In further similarity, each is described as “innate-like” due to an ability to rapidly respond to innate stimulation – that is, they respond to the inflammatory cytokines that result from innate stimuli. However, for each cell subset the specific requirements of initial priming, and in particular whether this priming can occur without any peripheral TCR stimulation, is still a matter of debate within their respective fields. While earlier literature suggested that these cells respond rapidly because they are able to respond to cytokine alone, other work shows that these cells require TCR interactions (48), and for iNKT at least this requirement can be met by self-antigens under inflammatory conditions to allow more rapid responses (40–42). More recent evidence suggests that these requirements may differ under varying circumstances (43). Herein, we make an argument that conventional αβ T cells can also respond rapidly to inflammatory cytokines in an innate-like manner once they have been primed. The parallels between these responses and their mechanisms suggest that a conservation of these stimulatory mechanisms between conventional and innate-like T cells, and highlight the need for a better understanding of the activation requirements of non-conventional T cells.

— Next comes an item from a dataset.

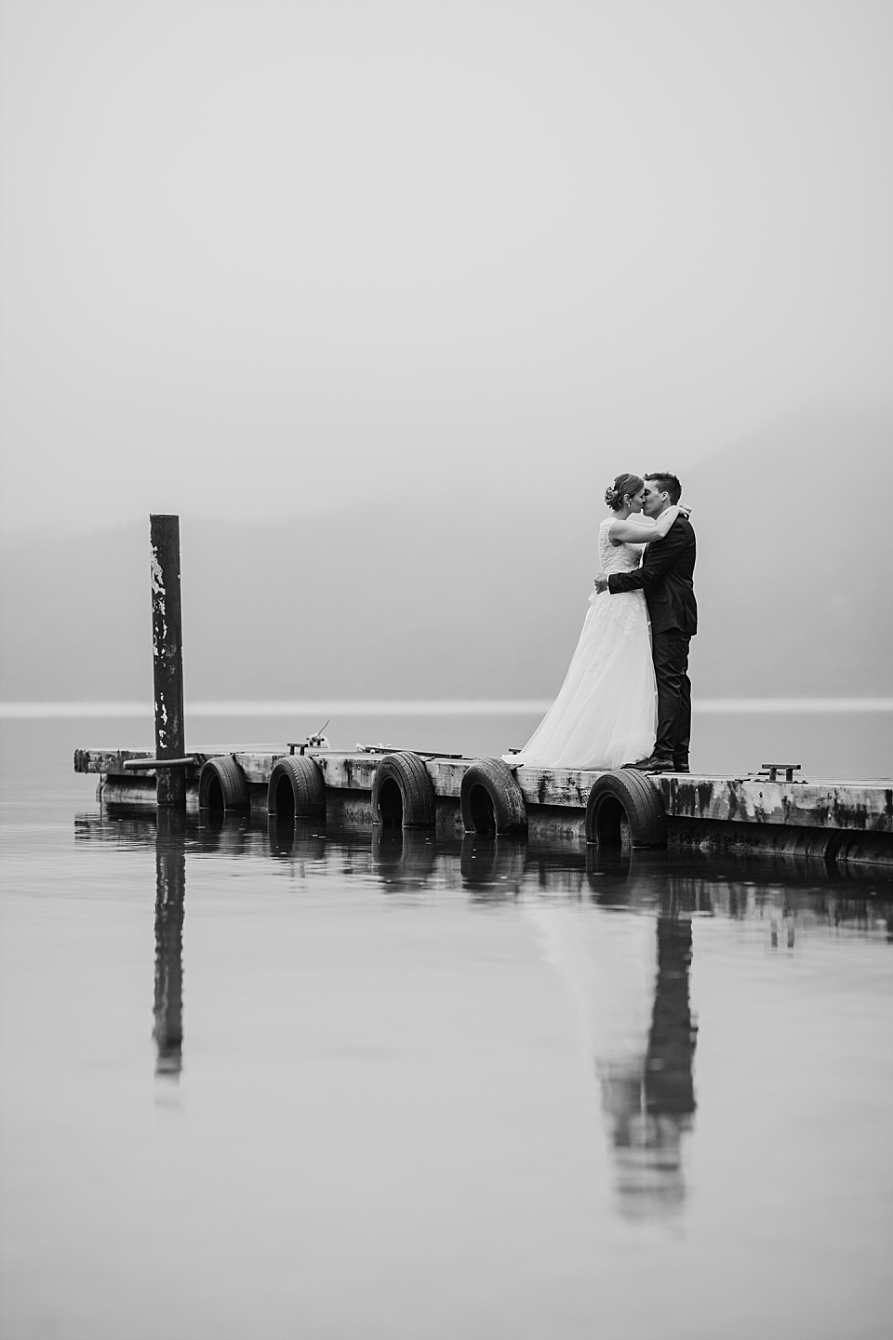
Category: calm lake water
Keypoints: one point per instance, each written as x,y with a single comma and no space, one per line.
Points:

A Complicated Relationship: The Dynamic Interactions of Salmonella and Th1 Cells

Salmonella: A Persistent Global Challenge

While many bacteria live and replicate extracellularly, entering the host cell only when engulfed and destroyed by phagocytes, some bacteria have adapted unique survival strategies to allow a protected life cycle within host cells. Some of these bacteria are obligate intracellular pathogens, like Chlamydia, that cannot replicate outside of the cell, but many intracellular bacteria are capable of occupying either space. The immune system has, in turn, developed a number of ways to recognize pathogens within cells, pathways which the pathogen actively attempts to thwart (49).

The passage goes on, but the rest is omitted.